Partenaire de premier choix. Après avoir resserré les vannes gazières à destination de l’Europe, la Russie se tourne vers de nouveaux horizons pour saisir des opportunités économiques. L’Afrique est en particulier un marché d’importance pour les entreprises russes, a expliqué à Sputnik Sergueï Kapitonov, chercheur à l’institut scientifique et technologique Skoltech.
La Russie ne compte pas exporter son gaz vers le continent, déjà riche en hydrocarbures, mais mise plutôt sur la construction d’infrastructures pour pénétrer un marché prometteur, explique le spécialiste.
"L’Afrique est très importante pour la Russie, il est impératif pour elle d’entrer sur le marché africain.

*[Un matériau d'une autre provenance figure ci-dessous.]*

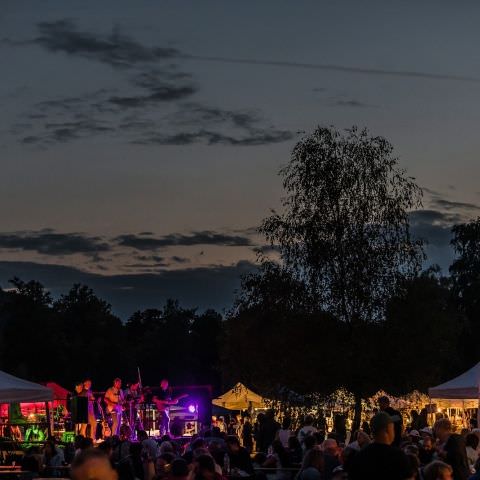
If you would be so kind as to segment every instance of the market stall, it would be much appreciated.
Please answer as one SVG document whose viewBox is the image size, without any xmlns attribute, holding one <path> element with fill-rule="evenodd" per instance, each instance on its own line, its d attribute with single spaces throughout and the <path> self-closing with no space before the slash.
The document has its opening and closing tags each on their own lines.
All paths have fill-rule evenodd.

Je ne pense pas qu’elle doit y exporter son gaz: l’Afrique a ses propres hydrocarbures. Mais la Russie peut participer à la construction d'infrastructures, à la fourniture de technologies […] C'est une région très importante", insiste-t-il.
Au-delà du secteur gazier, la Russie pourrait aussi nouer des partenariats pour le dessalement de l’eau de mer ou l’exploitation des métaux rares, précise-t-il encore.
L’Europe a le fondement entre deux chaises
Côté européen, la situation est plus périlleuse, après la baisse des livraisons de gaz russe. Le Vieux continent est désormais obligé de trouver d’autres fournisseurs et se tourne massivement vers le gaz liquéfié (GNL) en provenance des États-Unis, souligne Sergueï Kapitonov. Cependant, les Européens ne veulent pas trop se découvrir et privilégient les contrats au comptant, en particulier pour des raisons écologiques.
"L’Europe remplace ses importations via gazoducs russes par des livraisons en GNL américain […] Mais la plupart des livraisons américaines s’effectuent dans le cadre de contrats au comptant plutôt qu’à long terme. C’est la schizophrénie européenne: d’un côté ils disent vouloir assurer leur sécurité et ne pas dépendre de la Russie, de l’autre, ils ont peur des contrats à long terme en raison de la transition énergétique. L’Europe a le fondement entre deux chaises, c’est une situation plutôt dangereuse", explique ainsi le spécialiste.
Paradoxe savoureux: l’Europe n’a pas encore tourné le dos aux importations de GNL russes, souligne encore Sergueï Kapitonov. Le gaz liquéfié échappe en effet aux sanctions antirusses et près de 20 milliards de mètres cubes ont été livrés en Europe en 2022. La suppression de ces volumes produirait "un désastre" en Europe, ce qui explique ce double jeu, affirme le spécialiste des marchés gaziers.
En février, le géant russe du GNL Novatek avait déjà souligné que les Européens tentaient de "cacher" leur intérêt pour le gaz liquéfié russe, mais que celui-ci restait très fort. La tendance semble se confirmer, puisque l’Espagne a par exemple augmenté ses achats de GNL russe de 50% en 2023. Madrid essaie en particulier de compenser la baisse des importations algériennes, dans le sillage de leur différend sur le Sahara occidental.